Der Überforderung, welche aus umfangreichem politischem Input wie diesem resultieren kann, wirkt die Künstlerin mit dem Versuch einer „Vogelperspektive“ entgegen. Damit meint sie die Aneignung tiefergehender Informationen neben denen des täglichen Nachrichtengeschehens. Der Austausch von Wissen und Kommunikation ist das wichtigste Gut unserer Gesellschaft, sagt sie, und ist Teil ihres Versuchs, nicht nur an den Oberflächen zu kratzen.
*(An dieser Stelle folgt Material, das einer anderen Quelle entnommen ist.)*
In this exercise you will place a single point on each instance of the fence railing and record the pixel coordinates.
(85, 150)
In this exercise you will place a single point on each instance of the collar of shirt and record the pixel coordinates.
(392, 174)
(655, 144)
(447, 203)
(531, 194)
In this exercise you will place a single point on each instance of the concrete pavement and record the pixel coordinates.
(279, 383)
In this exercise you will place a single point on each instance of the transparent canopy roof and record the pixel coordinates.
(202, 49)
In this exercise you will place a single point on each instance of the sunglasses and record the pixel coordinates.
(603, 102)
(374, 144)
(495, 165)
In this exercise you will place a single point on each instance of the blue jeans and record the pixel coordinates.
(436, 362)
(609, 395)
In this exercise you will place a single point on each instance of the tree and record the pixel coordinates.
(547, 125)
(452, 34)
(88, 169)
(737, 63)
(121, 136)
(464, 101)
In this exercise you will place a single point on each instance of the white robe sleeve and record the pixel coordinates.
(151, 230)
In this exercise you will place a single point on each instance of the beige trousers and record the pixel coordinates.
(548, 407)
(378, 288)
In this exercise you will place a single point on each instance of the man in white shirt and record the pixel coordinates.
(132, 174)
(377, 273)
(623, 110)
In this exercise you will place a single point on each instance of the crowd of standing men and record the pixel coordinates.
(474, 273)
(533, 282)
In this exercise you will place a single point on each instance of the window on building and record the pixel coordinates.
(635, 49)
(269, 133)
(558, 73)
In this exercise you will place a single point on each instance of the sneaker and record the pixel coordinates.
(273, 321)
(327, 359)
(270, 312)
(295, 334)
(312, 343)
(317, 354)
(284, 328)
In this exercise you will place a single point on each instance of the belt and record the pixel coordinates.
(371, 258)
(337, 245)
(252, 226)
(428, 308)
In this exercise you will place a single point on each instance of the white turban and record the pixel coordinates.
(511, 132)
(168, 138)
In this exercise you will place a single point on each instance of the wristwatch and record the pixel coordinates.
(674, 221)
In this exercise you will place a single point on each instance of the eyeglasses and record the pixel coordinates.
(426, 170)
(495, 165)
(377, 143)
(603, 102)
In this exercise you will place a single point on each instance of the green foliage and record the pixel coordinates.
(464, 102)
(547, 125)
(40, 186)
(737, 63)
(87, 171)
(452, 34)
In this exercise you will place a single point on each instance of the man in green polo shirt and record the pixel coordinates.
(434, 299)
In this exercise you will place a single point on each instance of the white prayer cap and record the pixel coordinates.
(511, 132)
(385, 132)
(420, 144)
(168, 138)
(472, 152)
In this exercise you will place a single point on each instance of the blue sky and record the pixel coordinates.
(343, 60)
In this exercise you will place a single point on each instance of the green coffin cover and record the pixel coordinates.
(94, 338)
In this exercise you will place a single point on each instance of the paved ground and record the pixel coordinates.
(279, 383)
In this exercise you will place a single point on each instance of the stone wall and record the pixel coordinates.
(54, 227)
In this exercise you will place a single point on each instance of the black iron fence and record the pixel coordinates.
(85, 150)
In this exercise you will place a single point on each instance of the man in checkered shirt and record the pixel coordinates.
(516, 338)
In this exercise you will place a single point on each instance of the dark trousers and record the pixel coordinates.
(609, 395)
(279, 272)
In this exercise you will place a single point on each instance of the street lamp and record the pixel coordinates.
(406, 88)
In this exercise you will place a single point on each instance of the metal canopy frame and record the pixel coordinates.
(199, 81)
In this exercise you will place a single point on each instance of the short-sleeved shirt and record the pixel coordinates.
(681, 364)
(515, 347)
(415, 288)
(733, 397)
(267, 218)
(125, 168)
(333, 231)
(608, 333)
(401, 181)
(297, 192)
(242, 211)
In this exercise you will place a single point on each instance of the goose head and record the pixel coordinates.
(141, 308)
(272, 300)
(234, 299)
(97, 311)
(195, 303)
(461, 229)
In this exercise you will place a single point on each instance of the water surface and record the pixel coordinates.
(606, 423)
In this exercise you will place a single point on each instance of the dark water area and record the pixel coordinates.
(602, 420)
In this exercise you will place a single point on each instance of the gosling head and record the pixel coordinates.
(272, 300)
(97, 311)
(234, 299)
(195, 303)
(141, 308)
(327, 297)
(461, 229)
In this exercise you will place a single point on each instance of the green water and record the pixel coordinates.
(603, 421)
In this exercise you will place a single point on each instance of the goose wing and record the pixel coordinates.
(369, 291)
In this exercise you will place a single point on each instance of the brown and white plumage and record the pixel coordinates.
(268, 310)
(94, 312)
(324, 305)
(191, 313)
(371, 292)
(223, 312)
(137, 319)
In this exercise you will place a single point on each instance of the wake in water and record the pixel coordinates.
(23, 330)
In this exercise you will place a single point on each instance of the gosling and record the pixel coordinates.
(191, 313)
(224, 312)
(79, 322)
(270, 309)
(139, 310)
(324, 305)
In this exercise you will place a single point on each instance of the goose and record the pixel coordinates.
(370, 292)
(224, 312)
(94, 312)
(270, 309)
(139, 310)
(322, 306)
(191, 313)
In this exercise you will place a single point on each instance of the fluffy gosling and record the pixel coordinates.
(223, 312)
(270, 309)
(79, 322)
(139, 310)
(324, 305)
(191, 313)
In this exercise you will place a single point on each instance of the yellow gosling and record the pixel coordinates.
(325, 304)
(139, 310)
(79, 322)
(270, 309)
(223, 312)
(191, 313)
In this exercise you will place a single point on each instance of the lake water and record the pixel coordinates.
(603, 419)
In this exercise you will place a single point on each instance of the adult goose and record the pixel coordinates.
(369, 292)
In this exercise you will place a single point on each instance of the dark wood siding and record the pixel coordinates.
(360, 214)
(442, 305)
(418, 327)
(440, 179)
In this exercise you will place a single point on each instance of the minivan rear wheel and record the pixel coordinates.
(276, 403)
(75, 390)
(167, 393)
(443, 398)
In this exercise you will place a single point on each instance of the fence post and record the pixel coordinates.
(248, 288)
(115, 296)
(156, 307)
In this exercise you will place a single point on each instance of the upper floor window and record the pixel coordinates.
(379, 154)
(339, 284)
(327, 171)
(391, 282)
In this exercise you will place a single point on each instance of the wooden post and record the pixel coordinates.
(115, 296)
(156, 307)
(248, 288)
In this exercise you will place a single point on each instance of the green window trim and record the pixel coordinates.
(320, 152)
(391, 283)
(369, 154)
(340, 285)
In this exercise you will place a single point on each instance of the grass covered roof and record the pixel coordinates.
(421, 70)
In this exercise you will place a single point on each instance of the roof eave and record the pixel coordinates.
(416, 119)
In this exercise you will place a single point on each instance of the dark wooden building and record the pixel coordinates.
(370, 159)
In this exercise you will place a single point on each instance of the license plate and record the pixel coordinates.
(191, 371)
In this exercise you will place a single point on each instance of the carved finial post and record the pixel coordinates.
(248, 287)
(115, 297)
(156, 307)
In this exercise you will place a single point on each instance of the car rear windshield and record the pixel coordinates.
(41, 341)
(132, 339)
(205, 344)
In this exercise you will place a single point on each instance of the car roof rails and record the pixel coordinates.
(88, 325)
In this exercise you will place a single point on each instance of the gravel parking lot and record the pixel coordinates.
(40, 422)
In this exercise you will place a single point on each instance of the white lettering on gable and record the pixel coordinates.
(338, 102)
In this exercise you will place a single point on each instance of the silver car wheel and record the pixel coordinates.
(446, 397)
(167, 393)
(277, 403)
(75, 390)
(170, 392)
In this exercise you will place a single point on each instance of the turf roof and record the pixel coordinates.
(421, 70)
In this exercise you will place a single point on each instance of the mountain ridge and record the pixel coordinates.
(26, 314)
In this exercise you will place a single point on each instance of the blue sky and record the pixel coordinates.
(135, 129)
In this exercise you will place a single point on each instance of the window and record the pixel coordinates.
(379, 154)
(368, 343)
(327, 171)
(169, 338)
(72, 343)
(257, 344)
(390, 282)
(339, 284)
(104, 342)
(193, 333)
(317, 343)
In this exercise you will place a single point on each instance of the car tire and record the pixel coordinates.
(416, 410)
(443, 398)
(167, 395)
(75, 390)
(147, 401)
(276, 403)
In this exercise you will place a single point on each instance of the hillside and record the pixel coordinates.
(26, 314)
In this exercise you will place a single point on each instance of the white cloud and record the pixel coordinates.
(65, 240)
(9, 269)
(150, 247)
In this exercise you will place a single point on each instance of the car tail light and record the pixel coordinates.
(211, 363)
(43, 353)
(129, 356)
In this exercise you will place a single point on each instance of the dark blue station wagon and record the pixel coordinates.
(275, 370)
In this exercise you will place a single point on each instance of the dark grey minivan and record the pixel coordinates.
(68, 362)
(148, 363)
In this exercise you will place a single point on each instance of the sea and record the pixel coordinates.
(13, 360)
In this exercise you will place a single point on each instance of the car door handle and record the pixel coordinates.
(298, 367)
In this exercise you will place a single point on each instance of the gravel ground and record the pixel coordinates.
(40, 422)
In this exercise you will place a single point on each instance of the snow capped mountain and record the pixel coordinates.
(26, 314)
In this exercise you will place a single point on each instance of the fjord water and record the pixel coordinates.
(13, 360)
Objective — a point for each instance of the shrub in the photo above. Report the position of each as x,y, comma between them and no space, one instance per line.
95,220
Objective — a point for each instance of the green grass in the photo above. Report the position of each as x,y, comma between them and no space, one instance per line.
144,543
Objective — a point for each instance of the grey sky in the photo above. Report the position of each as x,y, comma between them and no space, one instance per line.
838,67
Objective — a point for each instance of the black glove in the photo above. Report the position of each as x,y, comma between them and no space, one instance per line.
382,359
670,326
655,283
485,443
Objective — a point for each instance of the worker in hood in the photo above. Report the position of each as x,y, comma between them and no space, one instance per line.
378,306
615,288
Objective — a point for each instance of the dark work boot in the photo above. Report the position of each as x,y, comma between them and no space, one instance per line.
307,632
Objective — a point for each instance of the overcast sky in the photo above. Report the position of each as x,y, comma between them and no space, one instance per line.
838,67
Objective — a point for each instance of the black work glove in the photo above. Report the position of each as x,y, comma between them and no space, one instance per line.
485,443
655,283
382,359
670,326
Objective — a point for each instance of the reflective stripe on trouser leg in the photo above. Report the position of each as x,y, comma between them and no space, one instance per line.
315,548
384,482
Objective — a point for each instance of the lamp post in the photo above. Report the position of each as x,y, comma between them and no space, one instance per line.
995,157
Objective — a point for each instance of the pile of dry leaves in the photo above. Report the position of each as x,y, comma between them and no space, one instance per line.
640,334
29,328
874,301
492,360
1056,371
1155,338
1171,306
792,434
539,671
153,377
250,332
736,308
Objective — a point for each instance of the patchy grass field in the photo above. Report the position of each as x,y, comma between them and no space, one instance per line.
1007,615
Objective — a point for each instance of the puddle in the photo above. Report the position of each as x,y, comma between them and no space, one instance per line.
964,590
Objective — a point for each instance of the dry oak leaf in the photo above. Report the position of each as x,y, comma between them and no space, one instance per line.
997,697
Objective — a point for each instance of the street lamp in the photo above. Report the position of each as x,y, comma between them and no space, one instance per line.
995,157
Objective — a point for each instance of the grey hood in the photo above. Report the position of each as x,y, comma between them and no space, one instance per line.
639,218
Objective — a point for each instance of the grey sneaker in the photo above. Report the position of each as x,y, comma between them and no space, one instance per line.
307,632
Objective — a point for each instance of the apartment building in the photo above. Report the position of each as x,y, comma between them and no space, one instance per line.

Sarah Maria Sun ist in ihren Projekten nicht nur eine politische, sondern auch eine selbstreflektierte und in ihrer eigenen Branche kritisch denkende Persönlichkeit. In ihrer Laufbahn hat sie sich um die 2500 musikalische Werke erarbeitet, auf die eine oder andere Art, erzählt sie. Davon seien etwa 100 von Komponistinnen geschrieben worden. Die Frage nach Gleichberechtigung in der Welt der klassischen Musik ist mit unter 20% Komponistinnen ein Resultat von vielen Faktoren, erzählt sie. Die Perspektive der Geschichtsschreibung und Geschlechterdarstellung definieren heute noch unsere Rollenbilder, auch in der Musik. Eine Komponistinnen-Quote für Stiftungen und Veranstalter*innen könnte den Horizont erweitern und dazu führen, dass mehr Komponistinnen Aufträge und eine Chance in dieser Welt bekämen.  Was genau brauchen diese Frauen vom Studium bis in die Berufswelt? Sarah Maria Sun will auch in ihren nächsten Projekten die Frage stellen, was in der Emanzipation von Komponistinnen die nächsten Schritte sein müssen.